In September, the Biden administration announced that COVID-19 vaccination would become mandatory for federal employees and millions of healthcare workers and federal contractors. Since then, more than 3,500 organizations have followed suit, making vaccination required at 25 percent of businesses.
Plenty of news coverage has focused on the controversial and negative side of vaccine mandates, where workers are fired after refusing to get vaccinated. This Washington Post headline, “N.C. Hospital System Fires About 175 Workers in One of the Largest-Ever Mass Terminations Due to a Vaccine Mandate” is a good example. If you only saw the headlines, you might think vaccine mandates are failing. After all, isn’t the point to get more people vaccinated, not put people out of a job?
However, the overall numbers tell a very different story – that vaccine mandates have been extremely successful. A White House report found vaccine mandates often increased vaccination rates by 20 percentage points or more across an organization. For example, in New York State, only about 75 percent of hospital and nursing home workers were vaccinated against COVID-19 in August. By the first week of October, as the mandatory vaccine deadline passed, vaccination rates reached 92 percent. That represents an increase of over 100,000 vaccinated workers. Yet the headline was “New York’s Largest Healthcare Provider Fires 1,400 Employees Who Refused to Get Vaccinated.” The reality is that no public education campaign or incentive program has come close to increasing vaccination rates by that margin in a month.
That’s not to suggest there won’t be fallout, both for the workers who lost their jobs and the people who rely on hospitals and nursing home facilities for care. Many providers have warned customers may see longer wait times than they’re used to, especially for elective procedures. However, we have to weigh these impacts against the larger public health benefit of getting all these workers vaccinated.
We’re already seeing the benefits of no longer having clusters of unvaccinated people in workplaces with a high risk of transmission. For example, after a company that runs long-term care facilities across the U.S. implemented a mandatory vaccination policy for its staff this summer, cases of COVID-19 among residents fell by almost 50 percent.

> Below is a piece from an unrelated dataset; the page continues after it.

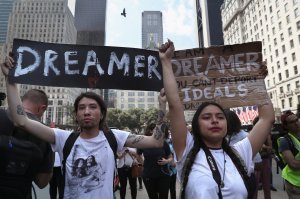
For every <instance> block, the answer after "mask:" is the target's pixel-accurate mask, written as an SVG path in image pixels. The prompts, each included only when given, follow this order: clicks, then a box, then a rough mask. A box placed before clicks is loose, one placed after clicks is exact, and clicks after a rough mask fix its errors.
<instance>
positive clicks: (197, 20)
mask: <svg viewBox="0 0 300 199" xmlns="http://www.w3.org/2000/svg"><path fill="white" fill-rule="evenodd" d="M223 1H224V0H214V1H211V0H196V12H197V26H198V27H197V29H198V41H199V47H200V48H203V47H209V46H213V45H223V44H224V40H223V29H222V17H221V10H220V8H221V6H222V4H223Z"/></svg>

As organizations try to measure the successes or failures of vaccine mandates, it’s also important to keep in mind that most workers can’t do their jobs if they get COVID-19. OSHA’s emergency temporary standard for the healthcare industry requires workers who test positive and their close contacts to be removed from the workplace. Many companies in non-healthcare settings have similar policies in place for infected and exposed workers.

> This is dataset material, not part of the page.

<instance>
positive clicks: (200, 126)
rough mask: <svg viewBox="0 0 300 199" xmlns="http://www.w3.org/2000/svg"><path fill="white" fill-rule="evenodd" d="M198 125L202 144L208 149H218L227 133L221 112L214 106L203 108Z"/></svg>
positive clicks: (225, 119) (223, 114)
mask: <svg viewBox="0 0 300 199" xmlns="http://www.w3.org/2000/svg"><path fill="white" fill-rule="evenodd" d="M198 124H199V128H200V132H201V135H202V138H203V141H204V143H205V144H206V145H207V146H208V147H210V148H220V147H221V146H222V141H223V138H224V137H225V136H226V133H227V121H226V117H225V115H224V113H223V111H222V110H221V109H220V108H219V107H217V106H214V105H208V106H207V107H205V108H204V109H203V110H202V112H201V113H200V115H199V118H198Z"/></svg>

“Without a vaccine mandate for team members, we faced the strong possibility of having a third of our staff unable to work due to contracting, or exposure to, COVID-19,” said Carl Armato, the CEO of Novant Health, which employs over 35,000 healthcare workers. “This possibility only increases heading into a fall season with the more contagious and deadly Delta variant.”
Lessons Learned from Vaccine Mandates
Many companies have found that the number of workers who are actually willing to lose their job is much smaller than the number of workers who say they will refuse the vaccine initially. The North Carolina hospital system that ultimately fired 175 workers first suspended about 375 people; 200 of those workers got vaccinated within a week and were reinstated. On average, it appears that vaccine mandates at large organizations are resulting in one percent or less of workers losing their jobs, with another two to three percent of workers receiving medical or religious exemptions.

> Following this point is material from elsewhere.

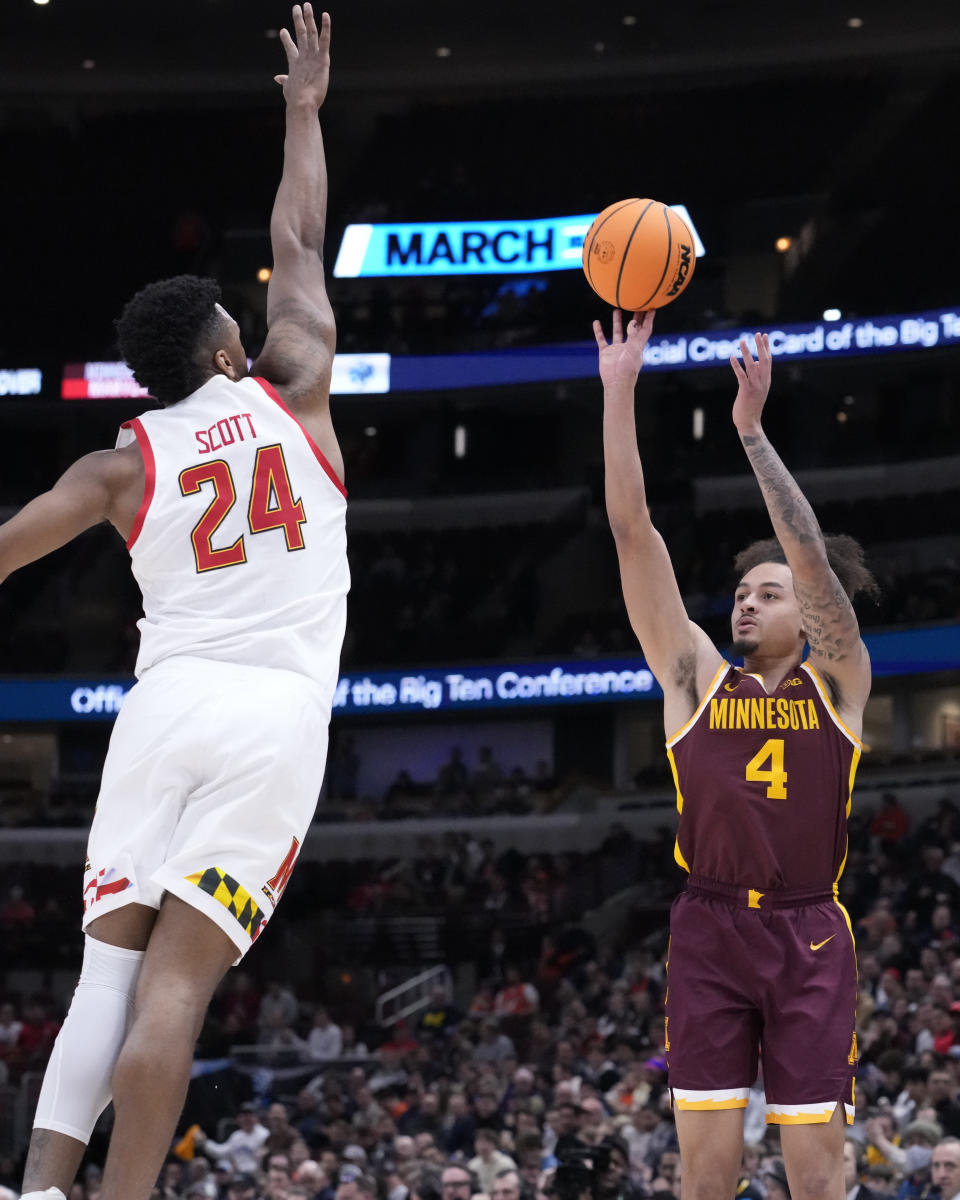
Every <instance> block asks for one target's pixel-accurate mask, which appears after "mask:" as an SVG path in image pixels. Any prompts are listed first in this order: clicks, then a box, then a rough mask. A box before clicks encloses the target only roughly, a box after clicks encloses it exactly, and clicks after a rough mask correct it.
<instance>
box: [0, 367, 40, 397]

Employers considering vaccine mandates can benefit from educating workers and surveying them about the reason for their hesitancy. The results can help inform an approach that has the right mix of “carrot” (e.g., educating employees, dispelling misinformation, incentives) and “stick” (e.g., suspension, termination) to get the desired result. For more information about surveying workers, see the LHSFNA’s Promoting COVID-19 Vaccination at Your Workplace guidance document on our COVID-19 Resources page.
Given the current political landscape, vaccine mandates aren’t likely to get less controversial anytime soon. Workers who oppose them often say their personal freedoms are being infringed upon. Organizations who implement vaccine mandates should be clear that the point is to protect everyone in the workplace, not only the workers who don’t want to get vaccinated. In a workplace environment – where employers have a legal duty to protect workers from known hazards – one person doesn’t have the right to put the health of others at risk.
No one likes to be told what to do. In this case, where one person’s decision could affect the lives of their coworkers, their coworkers’ families and their community, the benefits outweigh the costs.